In the 1850s, treaties were drawn up to define the boundaries of land Indians were reserving for themselves, closely mirroring traditional hunting grounds and tribal territories. Due to language barriers and different styles of governing, confusion reigned. The treaties supposedly gave non-Indians permission to build roads and railroads through the reservations in exchange for annuities. Despite protections promised by the treaties, settlers were encouraged to trespass on Indian lands to log, farm, ranch, and mine. The government sometimes neglected to pay the agreed-upon annuities, and when they did, they paid with low-quality or broken equipment and spoiled food.

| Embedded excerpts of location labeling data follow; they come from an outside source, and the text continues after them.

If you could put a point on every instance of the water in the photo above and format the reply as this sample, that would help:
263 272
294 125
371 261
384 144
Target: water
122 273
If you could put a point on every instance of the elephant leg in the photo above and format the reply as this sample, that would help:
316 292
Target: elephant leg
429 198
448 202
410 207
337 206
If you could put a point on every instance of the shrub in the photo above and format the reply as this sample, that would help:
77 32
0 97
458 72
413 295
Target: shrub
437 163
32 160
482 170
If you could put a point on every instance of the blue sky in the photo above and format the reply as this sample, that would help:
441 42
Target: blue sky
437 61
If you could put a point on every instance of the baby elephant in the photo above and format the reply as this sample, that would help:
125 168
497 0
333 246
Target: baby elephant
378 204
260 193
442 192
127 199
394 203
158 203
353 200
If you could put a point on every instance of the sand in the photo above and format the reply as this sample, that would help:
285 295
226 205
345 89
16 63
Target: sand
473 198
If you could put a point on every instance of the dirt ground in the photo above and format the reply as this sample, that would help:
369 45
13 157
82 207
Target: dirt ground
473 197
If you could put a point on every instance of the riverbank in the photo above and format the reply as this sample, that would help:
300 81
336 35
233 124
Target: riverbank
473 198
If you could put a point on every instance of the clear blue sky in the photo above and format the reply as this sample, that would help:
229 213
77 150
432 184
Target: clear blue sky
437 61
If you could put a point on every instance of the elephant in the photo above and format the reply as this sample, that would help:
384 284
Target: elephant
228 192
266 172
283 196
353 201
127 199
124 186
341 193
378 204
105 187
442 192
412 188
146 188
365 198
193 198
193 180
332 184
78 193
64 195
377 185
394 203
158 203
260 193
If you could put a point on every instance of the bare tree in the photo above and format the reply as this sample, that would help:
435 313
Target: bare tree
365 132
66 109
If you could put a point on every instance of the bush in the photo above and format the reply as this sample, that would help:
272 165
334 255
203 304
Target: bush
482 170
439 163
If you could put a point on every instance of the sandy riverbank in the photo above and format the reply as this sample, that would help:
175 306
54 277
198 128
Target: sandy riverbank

The US government wanted to profit from Montana’s natural assets and gave executive orders to reduce the size of reservations and used military force to ensure compliance. The Indians did not believe in land ownership, and this caused problems as assimilation efforts pushed the Indians to settle in one place to farm or ranch. In order to free up more land for white development, Congress passed the Dawes Act in 1887, which divided tribal lands into allotments of 160 acres for each head of household and 80 acres for each single man. Any land left after these allotments were established was considered surplus and sold to white settlers. In Montana, 400,000 acres were surplused.

Many people still felt the tribes were not assimilating fast enough and felt Indian children needed to be raised like white children to speed the process along. Indian children were forcibly taken from their parents and sent to military-like boarding schools to be educated and taught to work.